Most farmers enjoy healthy recovery, but beef battles on

The incomes of Australian farmers have rebounded strongly this year thanks to rising global demand for food, soaring commodity prices and higher production levels in some farm sectors.

Dairy, sheep, mixed livestock and crop farmers, in particular, have enjoyed a better year, according to a report by the Australian Bureau of Agricultural and Resource Economics.

The cash incomes of dairy farmers for 2007-08 will average $137,100 per farm, more than four times greater than 2006-07 when farmers battled the twin challenges of drought and low milk prices.

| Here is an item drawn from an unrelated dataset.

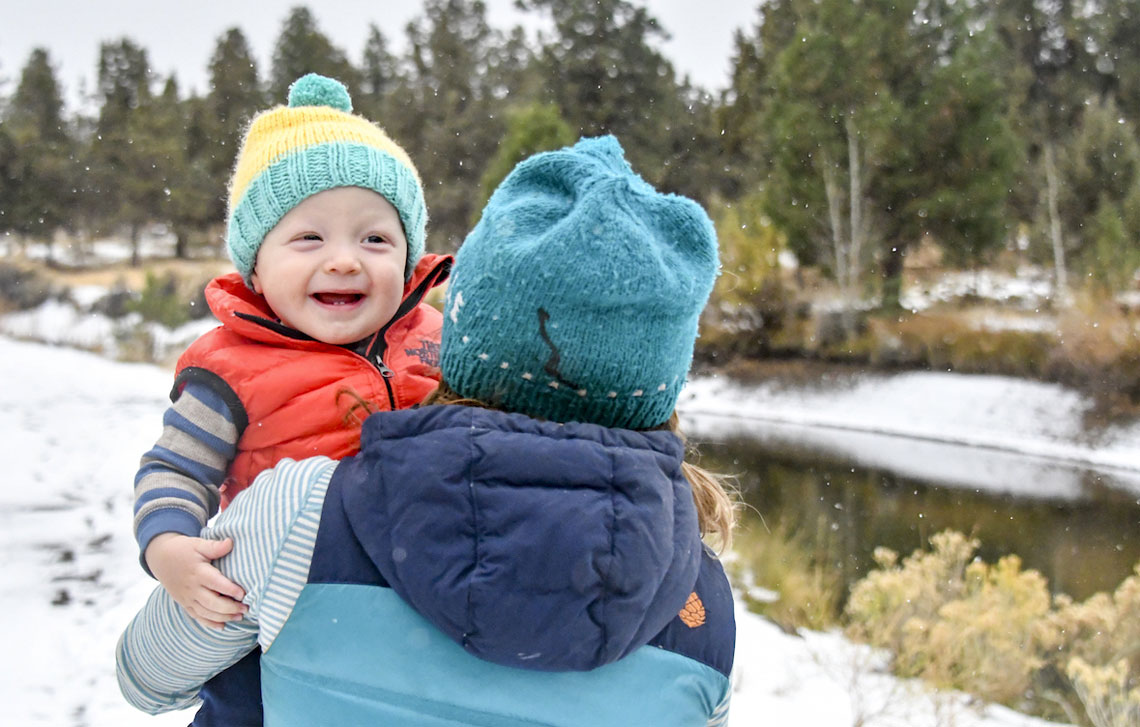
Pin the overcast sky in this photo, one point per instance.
(179, 37)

The $137,100 average makes dairying the most lucrative type of farming in Australia at the moment, ABARE says.

The bureau's Farm Surveys Results, 2005-06 to 2007-08 report also indicates that dairy farmers need a turnaround in their finances, with the average dairy farm shouldering a debt that would make many Melbourne home buyers shudder.


The latest ABARE figures available (at June 2007) put average Victorian dairy farm debt at $473,300, about $40,000 greater than the median Melbourne house price. The national average dairy farm debt is even greater at $493,760.

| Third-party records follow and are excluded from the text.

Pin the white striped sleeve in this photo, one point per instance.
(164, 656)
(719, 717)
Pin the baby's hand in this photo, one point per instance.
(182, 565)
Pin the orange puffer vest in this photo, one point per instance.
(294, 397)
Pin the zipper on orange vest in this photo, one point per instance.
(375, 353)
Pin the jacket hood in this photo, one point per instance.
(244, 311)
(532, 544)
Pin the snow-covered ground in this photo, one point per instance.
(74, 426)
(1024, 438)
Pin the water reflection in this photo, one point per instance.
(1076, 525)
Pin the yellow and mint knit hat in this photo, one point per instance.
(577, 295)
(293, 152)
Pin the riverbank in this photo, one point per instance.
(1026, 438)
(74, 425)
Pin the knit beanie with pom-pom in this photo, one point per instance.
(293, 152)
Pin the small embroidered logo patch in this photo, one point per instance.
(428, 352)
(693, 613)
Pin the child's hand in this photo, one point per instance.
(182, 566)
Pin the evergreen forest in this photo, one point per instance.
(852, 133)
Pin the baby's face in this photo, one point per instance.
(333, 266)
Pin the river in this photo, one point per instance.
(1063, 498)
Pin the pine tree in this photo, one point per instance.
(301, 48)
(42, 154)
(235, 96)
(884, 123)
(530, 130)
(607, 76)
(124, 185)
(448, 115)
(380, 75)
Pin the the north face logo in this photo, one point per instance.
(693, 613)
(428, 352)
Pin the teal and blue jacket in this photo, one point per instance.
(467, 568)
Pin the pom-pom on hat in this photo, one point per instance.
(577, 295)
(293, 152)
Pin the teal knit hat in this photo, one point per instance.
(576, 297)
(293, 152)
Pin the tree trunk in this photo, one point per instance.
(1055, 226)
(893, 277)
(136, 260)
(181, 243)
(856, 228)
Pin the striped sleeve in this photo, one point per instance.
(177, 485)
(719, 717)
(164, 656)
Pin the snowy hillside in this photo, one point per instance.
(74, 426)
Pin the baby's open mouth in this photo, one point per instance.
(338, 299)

Diversified farms, farming livestock and crops, have also fared well in 2007-08, with their farm cash income tipped to average $106,900 — more than four times greater than in 2006-07.

Incomes for sheep farmers are recovering strongly, ranked just behind their diversified farming colleagues. The average cash income for Australian sheep farms is tipped to be $93,400, more than three times greater than the lowly $29,580 received in 2006-07 and their highest annual income in real terms since 1987-88.